Former Massachusetts Senator Scott Brown has attempted to revive his political career by running for Senate in New Hampshire. But in the final days before his September 9 primary, he's squaring off against another opponent — Harvard professor Lawrence Lessig, who advocates against money in politics. Lessig's Mayday PAC endorsed Brown's GOP primary challenger Jim Rubens, and is now sending out a mailer calling Brown a "Washington lobbyist."
The mailer led to an angry response from the Brown campaign. "This is a flat-out lie. Scott Brown is not nor has he ever been a lobbyist. Ever," campaign manager Colin Reed wrote, calling on Lessig to "immediately cease and desist with the mailer in question."
In response, Lessig posted the letter on his blog, and linked to an article from The Hill about Brown joining the Boston office of "Nixon Peabody, a law and lobby firm." The firm itself said Brown would work on "business and governmental affairs," including those related to "the financial services industry." Lessig writes:
Yes, according to the Senate, Scott Brown isn't a "lobbyist." But I submit to anyone else in the world, a former Senator joining a "law and lobbying firm" to help with Wall St's "business and governmental affairs" is to make him a lobbyist. Because to anyone else in the world, when you sell your influence to affect "business and governmental affairs," you are a lobbyist.

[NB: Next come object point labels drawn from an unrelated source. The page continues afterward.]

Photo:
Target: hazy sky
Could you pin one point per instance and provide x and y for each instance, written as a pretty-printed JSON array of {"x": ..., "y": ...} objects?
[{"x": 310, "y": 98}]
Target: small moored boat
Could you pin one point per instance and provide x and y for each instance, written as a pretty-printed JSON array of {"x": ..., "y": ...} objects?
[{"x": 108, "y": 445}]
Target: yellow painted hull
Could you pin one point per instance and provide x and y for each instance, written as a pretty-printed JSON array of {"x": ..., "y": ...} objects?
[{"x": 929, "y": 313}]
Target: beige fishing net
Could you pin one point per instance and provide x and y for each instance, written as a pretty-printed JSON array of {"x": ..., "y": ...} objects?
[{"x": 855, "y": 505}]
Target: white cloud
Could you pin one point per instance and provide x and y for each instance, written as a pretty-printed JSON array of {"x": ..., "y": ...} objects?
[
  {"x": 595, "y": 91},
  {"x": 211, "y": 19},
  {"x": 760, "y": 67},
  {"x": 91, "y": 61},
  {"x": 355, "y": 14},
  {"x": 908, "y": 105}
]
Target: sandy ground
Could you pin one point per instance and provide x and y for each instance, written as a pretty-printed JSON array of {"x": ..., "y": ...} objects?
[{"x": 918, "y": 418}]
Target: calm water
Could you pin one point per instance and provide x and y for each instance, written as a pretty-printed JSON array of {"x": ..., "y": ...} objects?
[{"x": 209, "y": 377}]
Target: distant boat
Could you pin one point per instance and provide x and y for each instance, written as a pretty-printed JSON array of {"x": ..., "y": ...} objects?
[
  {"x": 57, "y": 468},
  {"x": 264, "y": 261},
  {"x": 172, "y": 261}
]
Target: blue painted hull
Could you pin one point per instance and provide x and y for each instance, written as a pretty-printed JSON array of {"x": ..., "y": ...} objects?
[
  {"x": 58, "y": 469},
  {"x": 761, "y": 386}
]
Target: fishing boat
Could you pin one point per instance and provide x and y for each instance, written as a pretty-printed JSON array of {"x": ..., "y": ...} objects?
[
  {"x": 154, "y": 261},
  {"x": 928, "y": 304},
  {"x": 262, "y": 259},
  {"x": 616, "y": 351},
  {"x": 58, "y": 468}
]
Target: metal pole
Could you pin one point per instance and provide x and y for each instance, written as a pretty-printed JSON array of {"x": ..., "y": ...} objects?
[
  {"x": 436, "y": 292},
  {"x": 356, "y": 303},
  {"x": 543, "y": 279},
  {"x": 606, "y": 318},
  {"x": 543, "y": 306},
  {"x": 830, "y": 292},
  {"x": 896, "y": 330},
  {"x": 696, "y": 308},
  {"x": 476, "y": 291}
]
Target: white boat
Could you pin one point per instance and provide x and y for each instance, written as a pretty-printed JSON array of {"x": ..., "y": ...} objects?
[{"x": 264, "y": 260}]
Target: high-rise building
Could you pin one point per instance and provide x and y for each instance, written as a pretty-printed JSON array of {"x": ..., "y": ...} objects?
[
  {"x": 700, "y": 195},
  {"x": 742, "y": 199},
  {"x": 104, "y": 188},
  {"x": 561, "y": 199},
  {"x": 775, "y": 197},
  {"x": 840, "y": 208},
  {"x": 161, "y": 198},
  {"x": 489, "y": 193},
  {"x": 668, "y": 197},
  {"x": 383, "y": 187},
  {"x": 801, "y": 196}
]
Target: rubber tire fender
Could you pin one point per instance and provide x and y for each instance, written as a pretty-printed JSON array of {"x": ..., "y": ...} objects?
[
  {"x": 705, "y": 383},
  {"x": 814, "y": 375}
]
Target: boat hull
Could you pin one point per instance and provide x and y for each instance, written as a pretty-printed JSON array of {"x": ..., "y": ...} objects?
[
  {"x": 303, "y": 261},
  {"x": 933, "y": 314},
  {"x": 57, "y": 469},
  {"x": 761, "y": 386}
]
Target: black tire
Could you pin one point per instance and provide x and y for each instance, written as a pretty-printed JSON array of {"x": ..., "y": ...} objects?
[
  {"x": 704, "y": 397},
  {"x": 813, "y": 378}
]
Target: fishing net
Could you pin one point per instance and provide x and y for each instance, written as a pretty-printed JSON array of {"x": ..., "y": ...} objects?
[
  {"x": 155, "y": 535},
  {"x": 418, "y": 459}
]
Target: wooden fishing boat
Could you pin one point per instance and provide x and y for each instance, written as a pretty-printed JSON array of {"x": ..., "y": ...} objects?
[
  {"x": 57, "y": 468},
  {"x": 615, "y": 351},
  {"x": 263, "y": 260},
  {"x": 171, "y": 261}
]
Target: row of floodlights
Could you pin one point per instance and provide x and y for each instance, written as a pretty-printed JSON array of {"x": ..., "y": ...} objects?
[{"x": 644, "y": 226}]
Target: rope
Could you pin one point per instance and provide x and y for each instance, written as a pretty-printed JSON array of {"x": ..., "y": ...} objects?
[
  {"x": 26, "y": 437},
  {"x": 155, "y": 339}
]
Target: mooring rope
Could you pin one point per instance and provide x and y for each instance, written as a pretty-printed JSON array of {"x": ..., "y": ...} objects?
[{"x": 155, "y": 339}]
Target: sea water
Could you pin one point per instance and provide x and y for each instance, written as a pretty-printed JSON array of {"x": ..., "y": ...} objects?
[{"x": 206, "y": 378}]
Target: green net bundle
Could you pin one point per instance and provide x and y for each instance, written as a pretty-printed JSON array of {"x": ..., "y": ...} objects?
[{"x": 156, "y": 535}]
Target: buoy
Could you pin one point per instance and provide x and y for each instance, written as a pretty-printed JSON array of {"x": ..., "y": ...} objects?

Brown has been a top target of campaign finance reformers this year. In the months after Brown joined the Senate in 2010, many reformers lobbied him aggressively to support the DISCLOSE Act, which would have increased disclosure for groups spending dark money on federal elections. The bill failed to clear a filibuster by just one vote — a filibuster Brown supported. The primary election has only been polled once in recent months, but if Brown wins, he'll attempt to unseat Senator Jeanne Shaheen this fall.
Update: Added link to a new poll on the race.